Uns geht’s gut. Wir haben nie Angst verspürt, wir hätten uns aber auch nie gedacht, dass das Virus überhaupt bis nach Österreich kommt.
Bezüglich der Bewegungsfreiheit haben wir hier in unserem großen Haus vermutlich viel mehr Möglichkeiten als Familien, die in einer kleinen Wohnung z. B. in Graz leben: In Peking sind alle Nachbarschaften in „Compounds“ unterteilt. Das sind im Grunde Gated Communities, also abgeschlossene Wohnviertel mit einem bewachten Eingang. Der Compound-Manager weiß, welche Leute rein- und rausgehen. Es wurden auch Passierscheine an die Familien verteilt, die mitzunehmen sind, wenn für bestimmte Tätigkeiten wie Einkäufe der Compound verlassen wird. Unterschiedliche Compounds handhaben die Regelungen aber unterschiedlich streng. Im Allgemeinen ist es in internationalen Compounds etwas leichter als in lokalen, in denen teilweise nur jeweils eine Person das Haus verlassen durfte.
Innerhalb des Compounds können wir uns gänzlich frei bewegen. Somit können die Kinder mit anderen Kindern spielen und wir auch Nachbar*innen treffen. Zusätzlich haben wir alle einen Garten. Nur Schwimmbad und Fitnessraum sind weiterhin geschlossen.
Mittlerweile kann man sich an öffentlichen Plätzen wieder frei bewegen, wenn man nach der Rückkehr nach Peking eine 2-wöchige Quarantäne eingehalten hat. Die allermeisten Restaurants und Geschäfte sind wieder geöffnet, auch ein Friseurbesuch ist schon wieder möglich.
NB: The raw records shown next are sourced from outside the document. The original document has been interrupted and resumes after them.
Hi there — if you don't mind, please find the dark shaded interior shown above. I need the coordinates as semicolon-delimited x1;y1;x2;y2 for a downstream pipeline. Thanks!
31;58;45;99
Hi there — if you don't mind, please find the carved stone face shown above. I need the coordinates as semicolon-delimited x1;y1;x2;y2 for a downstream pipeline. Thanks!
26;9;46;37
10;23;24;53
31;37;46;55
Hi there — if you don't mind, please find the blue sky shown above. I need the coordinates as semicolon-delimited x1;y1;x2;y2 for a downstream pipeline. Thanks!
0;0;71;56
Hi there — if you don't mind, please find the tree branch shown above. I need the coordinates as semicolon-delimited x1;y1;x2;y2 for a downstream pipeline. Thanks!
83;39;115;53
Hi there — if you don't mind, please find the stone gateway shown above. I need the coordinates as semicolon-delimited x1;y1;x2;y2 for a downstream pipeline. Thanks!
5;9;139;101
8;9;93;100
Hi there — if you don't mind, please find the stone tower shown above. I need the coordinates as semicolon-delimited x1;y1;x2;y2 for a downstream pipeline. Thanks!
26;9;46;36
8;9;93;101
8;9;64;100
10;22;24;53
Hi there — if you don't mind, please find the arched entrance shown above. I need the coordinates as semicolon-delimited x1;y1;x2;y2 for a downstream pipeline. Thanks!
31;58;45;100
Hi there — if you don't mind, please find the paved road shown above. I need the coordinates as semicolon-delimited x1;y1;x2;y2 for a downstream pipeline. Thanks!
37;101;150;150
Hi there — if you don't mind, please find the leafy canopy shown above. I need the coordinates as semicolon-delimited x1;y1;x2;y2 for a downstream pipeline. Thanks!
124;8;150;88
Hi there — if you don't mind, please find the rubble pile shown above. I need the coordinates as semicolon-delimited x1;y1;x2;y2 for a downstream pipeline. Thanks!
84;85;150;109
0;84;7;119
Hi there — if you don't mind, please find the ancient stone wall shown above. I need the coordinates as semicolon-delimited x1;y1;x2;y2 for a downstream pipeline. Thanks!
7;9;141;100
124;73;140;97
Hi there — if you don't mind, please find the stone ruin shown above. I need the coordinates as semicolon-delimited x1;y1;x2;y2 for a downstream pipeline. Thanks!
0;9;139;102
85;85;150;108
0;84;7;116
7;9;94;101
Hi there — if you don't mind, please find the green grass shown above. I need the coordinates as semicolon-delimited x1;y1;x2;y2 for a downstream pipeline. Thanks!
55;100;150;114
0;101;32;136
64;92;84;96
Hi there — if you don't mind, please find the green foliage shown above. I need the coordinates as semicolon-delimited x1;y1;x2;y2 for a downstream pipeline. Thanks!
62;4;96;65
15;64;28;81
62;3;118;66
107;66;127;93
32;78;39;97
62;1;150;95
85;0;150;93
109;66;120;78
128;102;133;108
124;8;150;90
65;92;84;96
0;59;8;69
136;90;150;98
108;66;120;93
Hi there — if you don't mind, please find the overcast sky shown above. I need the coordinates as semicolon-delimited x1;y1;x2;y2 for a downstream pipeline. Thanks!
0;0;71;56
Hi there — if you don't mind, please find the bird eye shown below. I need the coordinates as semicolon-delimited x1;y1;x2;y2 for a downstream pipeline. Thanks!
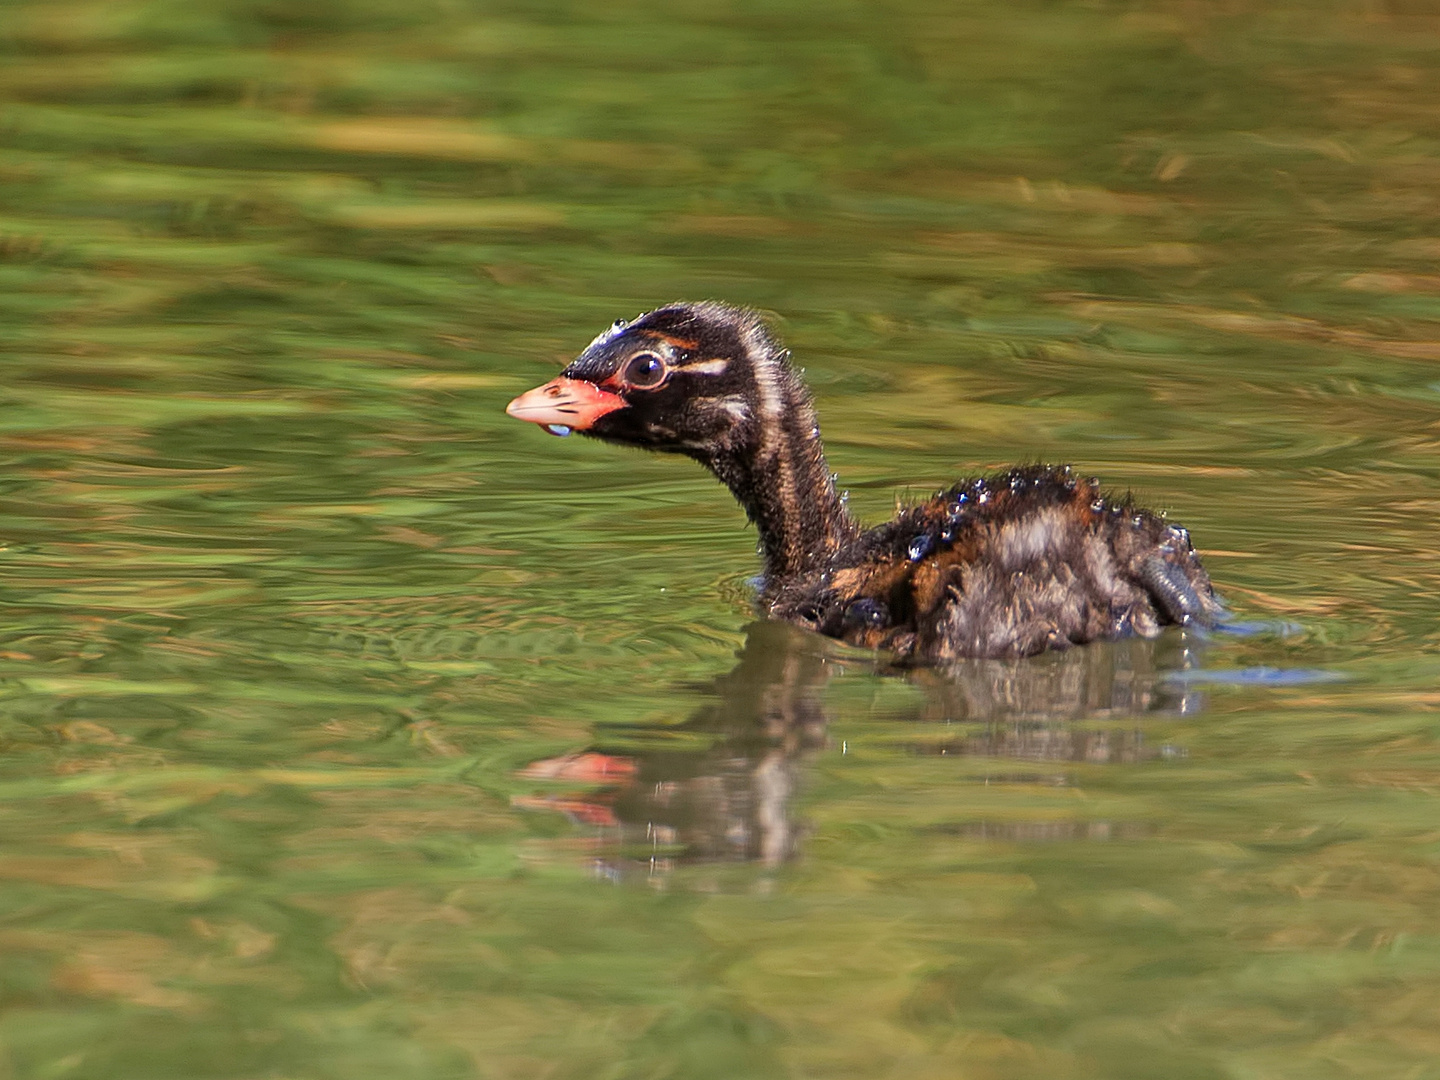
622;353;668;389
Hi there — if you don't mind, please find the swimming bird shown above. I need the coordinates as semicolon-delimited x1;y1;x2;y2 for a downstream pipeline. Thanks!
506;301;1221;662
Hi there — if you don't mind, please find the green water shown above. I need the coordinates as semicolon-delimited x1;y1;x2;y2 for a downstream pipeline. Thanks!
2;1;1440;1076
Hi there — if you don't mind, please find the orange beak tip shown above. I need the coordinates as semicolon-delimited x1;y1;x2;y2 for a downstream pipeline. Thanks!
505;377;626;432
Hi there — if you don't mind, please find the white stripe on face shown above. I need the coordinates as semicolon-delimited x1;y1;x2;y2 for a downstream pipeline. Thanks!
691;395;751;423
675;357;730;376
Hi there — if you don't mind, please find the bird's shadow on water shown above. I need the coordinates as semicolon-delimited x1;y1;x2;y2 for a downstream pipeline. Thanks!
514;620;1333;880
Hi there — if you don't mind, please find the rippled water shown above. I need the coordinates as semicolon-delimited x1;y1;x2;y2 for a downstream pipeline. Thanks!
2;2;1440;1077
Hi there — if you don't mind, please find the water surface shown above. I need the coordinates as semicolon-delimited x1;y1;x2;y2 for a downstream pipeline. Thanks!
2;2;1440;1077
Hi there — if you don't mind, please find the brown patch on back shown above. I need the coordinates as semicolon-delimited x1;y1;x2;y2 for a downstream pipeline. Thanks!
830;559;909;607
910;559;948;617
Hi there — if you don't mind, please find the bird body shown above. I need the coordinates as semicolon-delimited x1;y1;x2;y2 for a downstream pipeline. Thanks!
506;301;1221;662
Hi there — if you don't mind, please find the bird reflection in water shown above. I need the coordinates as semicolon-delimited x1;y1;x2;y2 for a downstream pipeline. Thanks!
514;622;1206;880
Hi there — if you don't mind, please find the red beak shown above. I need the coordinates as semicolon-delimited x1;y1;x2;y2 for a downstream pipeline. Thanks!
505;377;627;434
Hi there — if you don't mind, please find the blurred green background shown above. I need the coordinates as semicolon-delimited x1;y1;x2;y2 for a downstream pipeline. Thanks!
2;1;1440;1077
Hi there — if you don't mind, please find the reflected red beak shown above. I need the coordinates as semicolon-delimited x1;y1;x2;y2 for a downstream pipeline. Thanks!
505;377;627;433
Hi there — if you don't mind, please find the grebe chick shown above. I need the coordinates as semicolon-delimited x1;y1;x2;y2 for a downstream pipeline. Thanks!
506;301;1221;662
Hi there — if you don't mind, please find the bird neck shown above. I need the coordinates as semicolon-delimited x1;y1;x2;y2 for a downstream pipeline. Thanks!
704;377;857;582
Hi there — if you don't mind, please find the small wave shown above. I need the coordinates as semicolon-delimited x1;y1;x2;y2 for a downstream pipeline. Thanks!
1213;619;1306;638
1163;666;1346;686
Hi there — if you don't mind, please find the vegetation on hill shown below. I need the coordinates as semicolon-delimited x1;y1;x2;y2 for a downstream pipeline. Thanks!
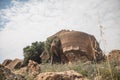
40;60;120;80
22;35;61;66
44;37;54;58
18;30;119;80
44;36;60;55
22;41;44;66
13;59;120;80
22;30;105;65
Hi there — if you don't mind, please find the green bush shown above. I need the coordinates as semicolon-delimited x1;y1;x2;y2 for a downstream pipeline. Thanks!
22;41;44;66
44;36;61;61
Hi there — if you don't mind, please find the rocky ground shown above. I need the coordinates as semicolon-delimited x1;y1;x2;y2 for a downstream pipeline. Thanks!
0;64;25;80
0;50;120;80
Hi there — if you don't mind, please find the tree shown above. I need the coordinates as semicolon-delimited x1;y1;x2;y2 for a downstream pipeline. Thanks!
22;41;44;66
44;36;59;58
44;36;62;64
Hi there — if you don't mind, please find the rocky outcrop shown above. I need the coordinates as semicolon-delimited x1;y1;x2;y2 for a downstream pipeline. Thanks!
6;58;22;70
47;30;105;63
2;59;12;66
15;60;41;79
27;60;41;78
36;70;83;80
108;50;120;65
0;64;25;80
108;50;120;60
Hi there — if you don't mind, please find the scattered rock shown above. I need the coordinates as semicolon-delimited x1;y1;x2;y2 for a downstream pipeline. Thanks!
107;50;120;65
15;67;27;76
0;64;25;80
27;60;41;78
36;70;83;80
2;59;12;66
108;50;120;60
15;60;41;79
6;58;22;70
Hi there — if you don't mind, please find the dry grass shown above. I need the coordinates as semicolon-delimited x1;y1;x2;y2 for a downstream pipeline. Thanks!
40;60;120;80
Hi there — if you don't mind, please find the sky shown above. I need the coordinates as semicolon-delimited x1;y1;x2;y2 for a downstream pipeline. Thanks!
0;0;120;63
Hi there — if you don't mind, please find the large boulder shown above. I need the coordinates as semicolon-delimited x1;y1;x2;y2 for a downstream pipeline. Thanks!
45;30;105;63
2;59;12;66
6;58;22;70
27;60;41;78
15;60;41;79
0;64;25;80
107;50;120;65
108;50;120;60
36;70;83;80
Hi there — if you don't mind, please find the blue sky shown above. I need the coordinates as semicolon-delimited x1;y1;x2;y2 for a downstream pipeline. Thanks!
0;0;11;9
0;0;120;63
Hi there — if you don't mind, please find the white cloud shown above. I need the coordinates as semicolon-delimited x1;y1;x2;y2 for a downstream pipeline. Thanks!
0;0;120;63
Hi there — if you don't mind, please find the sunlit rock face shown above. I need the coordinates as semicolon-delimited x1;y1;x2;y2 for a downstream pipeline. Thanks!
2;59;12;66
36;70;83;80
108;50;120;65
0;64;25;80
6;58;22;70
49;30;105;63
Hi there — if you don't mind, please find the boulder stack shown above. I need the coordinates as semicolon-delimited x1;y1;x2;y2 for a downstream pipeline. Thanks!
2;59;12;66
15;60;41;79
0;64;25;80
6;58;22;70
27;60;41;78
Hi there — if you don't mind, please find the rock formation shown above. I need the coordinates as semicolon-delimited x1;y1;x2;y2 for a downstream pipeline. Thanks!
2;59;12;66
15;60;41;79
36;70;83;80
108;50;120;60
6;58;22;70
43;30;105;63
59;30;104;62
108;50;120;65
0;64;25;80
27;60;41;78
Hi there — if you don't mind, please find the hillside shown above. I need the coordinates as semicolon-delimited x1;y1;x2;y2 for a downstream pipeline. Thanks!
0;30;120;80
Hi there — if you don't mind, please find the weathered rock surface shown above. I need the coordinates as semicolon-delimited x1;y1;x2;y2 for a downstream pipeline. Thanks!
108;50;120;66
0;64;25;80
27;60;41;78
15;60;41;79
46;30;105;63
108;50;120;60
36;70;83;80
2;59;12;66
6;58;22;70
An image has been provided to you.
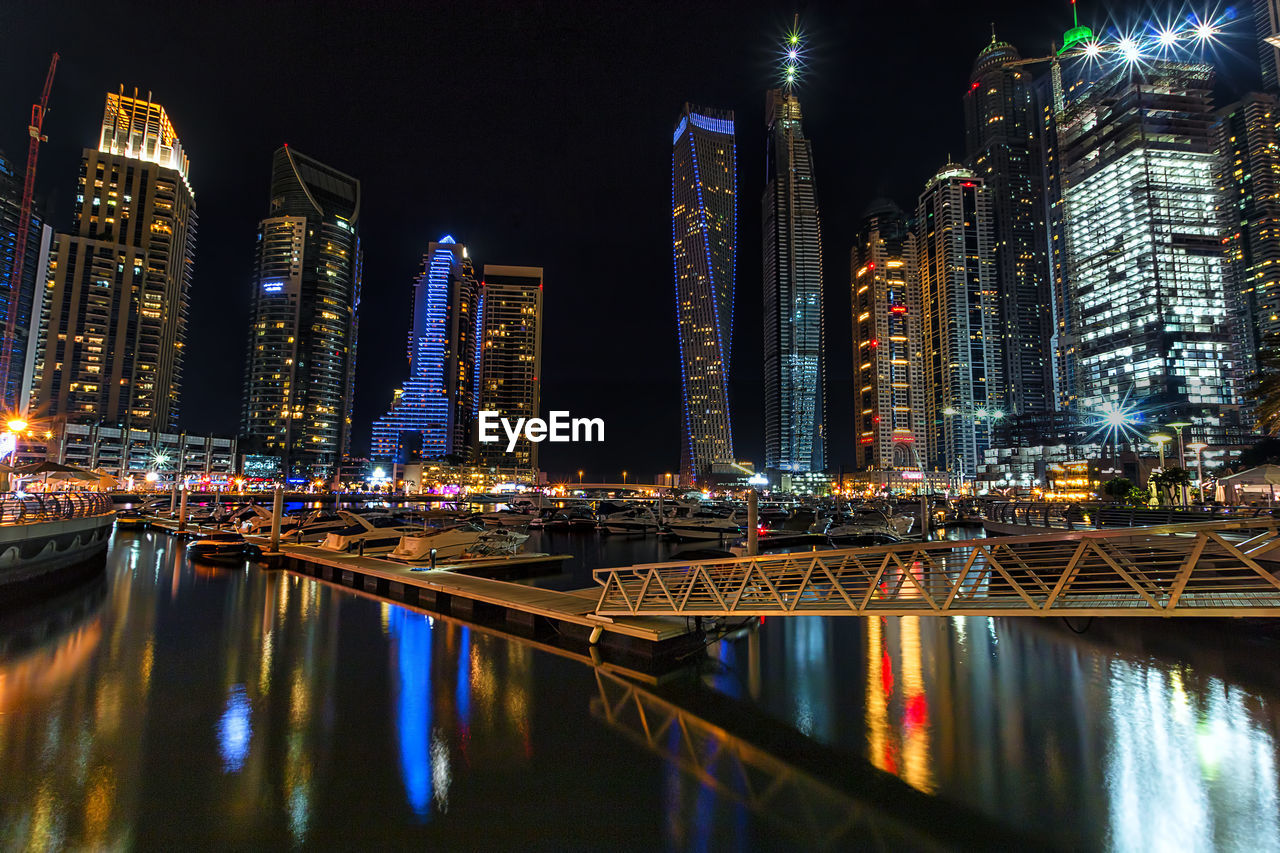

Wie habt ihr die letzten Wochen bewältigt?
Was ihr auf eurer Facebookseite gleich zu Beginn beschrieben habt, dem kann ich nur beipflichten: Struktur ist sehr wichtig! Wir haben auch unseren Alltag von Beginn an strukturiert. Die Kinder haben ihre klar definierten Schulzeiten, und wir unsere Arbeitszeiten.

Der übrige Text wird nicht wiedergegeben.